Although it is an entertaining and well-written book (as an example, the simile of food preparation to explain what a model is), I would recommend it to an audience that already has some prior knowledge of Artificial Intelligence.
Despite being generally a critical book about algorithms, in the last part it provides a proposed solution to the problem – I’m not going to spoil it for you, you’ll be able to discover it by reading it ;).
How Charts Lie, Alberto Cairo.
Social media has made graphs, infographics and charts ubiquitous and easier to share than ever before. While these visualisations can inform us better, they can also mislead by showing incomplete or inaccurate data, suggesting misleading patterns, or misinform by being poorly designed.

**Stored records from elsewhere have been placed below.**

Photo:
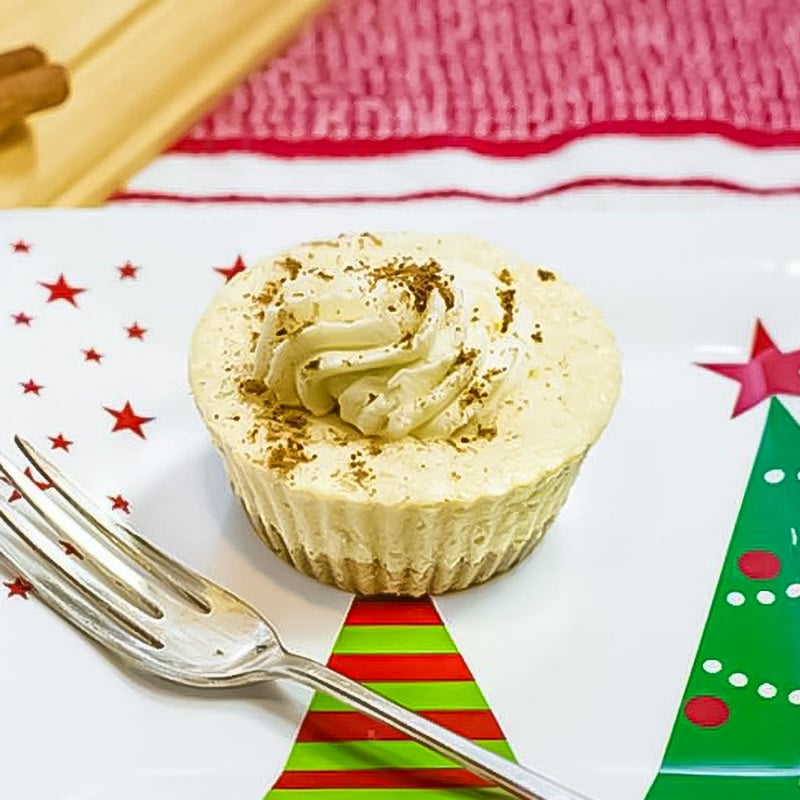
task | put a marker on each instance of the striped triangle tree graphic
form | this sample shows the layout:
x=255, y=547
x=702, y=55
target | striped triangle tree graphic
x=402, y=650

Many of us are not sufficiently prepared to interpret the images that politicians, journalists, advertisers and even employers present every day, allowing bad actors to easily manipulate images to promote their own agendas. Public conversations are increasingly driven by data and, to make sense of them, we must be able to decode and use visual information. By examining contemporary examples ranging from infographics of election results to maps of global GDP and graphs of box office records, How Charts Lie teaches us how to do just that.
The Book Of Why: The New Science of Cause and Effect. Pearl, J. and Mackenzie, D.
This book establishes a connection between what we understand by Data Science and what scientific discovery really is (correlation versus causation). To do so, it relies on different metaphors, such as “the ladder of causality”, which I think are quite intuitive for the less experienced reader.
The book traces the history of the struggle between correlation and causation from various points of view (philosophical, moral and mathematical). It uses several examples such as the struggle within the scientific community to establish tobacco as a cause of cancer.
Towards the end of the book, a mathematical framework is established, based on big data and traditional statistics, with which to work more formally with questions of causality. The book is written by Turing Award winner and inventor of Bayesian networks, Judea Pearl.
Creativity, Inc., by Ed Catmull
Written by Ed Catmull (founder of Pixar and one of the fathers of computer graphics), it narrates various periods of his life. From his academic days at the University of Utah to the recent history of Pixar, through a transition from academic to private research.
This book contains lessons on managing teams and creating cultures that foster creativity, based on his experience of managing in environments with a strong need for experimentation, sharing new ideas and managing uncertainty.